Luther, a crime drama, is the kind of show I have to watch between my fingers. I found it by accident and, after seeing the first episode, thought that I wouldn’t watch anymore episodes because the one I saw was terrifying. Then I watched another one and after that another one and have seen all of them now.
This is what I have been telling myself to make it through: not real severed fingers and ears, not a real tongue in a white handkerchief, not a real airtight plastic bag over the Detective Seargent’s head, not a real spike driven through the hand of the Detective Chief Inspector, not a real woman stuffed in a rectangular metal box, not real children about to be gassed in a sealed van.
This, too, is what I have been telling myself to make it through: It’s so formulaic.

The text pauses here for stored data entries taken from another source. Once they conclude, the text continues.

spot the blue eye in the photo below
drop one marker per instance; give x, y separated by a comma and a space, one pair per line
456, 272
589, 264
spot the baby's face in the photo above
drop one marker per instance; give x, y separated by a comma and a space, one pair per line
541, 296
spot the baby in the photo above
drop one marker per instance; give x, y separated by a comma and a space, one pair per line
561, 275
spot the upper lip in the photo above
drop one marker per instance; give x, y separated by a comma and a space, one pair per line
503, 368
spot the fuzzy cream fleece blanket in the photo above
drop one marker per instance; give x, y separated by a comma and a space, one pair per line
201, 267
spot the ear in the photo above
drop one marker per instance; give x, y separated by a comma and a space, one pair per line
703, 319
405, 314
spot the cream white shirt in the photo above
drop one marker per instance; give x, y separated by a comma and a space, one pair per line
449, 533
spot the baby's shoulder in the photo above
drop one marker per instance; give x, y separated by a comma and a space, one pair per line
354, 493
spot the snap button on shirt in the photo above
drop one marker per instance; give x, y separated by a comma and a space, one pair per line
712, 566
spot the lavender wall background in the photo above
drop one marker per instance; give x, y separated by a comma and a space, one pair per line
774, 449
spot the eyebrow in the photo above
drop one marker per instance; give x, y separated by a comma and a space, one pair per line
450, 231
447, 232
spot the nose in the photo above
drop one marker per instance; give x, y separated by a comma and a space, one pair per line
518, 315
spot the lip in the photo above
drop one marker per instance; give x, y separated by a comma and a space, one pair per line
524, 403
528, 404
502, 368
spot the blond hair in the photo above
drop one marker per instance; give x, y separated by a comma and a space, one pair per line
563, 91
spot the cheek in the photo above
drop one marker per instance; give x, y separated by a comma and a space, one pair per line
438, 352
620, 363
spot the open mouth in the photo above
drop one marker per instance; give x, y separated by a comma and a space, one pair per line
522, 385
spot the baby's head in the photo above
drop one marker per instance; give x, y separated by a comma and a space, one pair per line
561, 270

There’s the brilliant, unhinged rogue cop who has broken more laws than there are laws; the beautiful, long-suffering ex-wife who knows she should stay away from the brilliant, unhinged rogue cop but can’t help herself; the sad-eyed, kind-hearted boyfriend of the beautiful, long-suffering ex-wife who asks her to choose which one it’s going to be; the indulgent, middle-aged boss who keeps taking the brilliant, unhinged rogue cop back even though she knows she’s in for it; the scowling, tightly wound Detective Superintendent who’s just waiting for the brilliant, unhinged rogue cop to trip up so big time that he’ll be able to nail his butt once and for all; and the fawning, do-gooder partner of the brilliant, unhinged rogue cop who makes up for in loyalty what he lacks in experience.
Then there’s Alice, the loveable genius-psychopath who murders her parents; falls in love with the brilliant, unhinged rogue cop; kills for him just to help him out; and episode after episode manages to stay out of jail.
It shouldn’t work, but it does.
If my mind were an amplifier, this is what it would be shouting at the TV: Don’t go down that hall! Don’t go up those stairs! Don’t go down those stairs! Don’t go back inside! Answer the damned phone! Don’t answer the damned phone! Don’t wander down that dark alley in that skirt!
It works for reasons I don’t understand. Once someone told me that if you look at Sophia Loren’s face feature by feature she isn’t beautiful, but put them all together and she’s a knockout. Maybe it’s like that.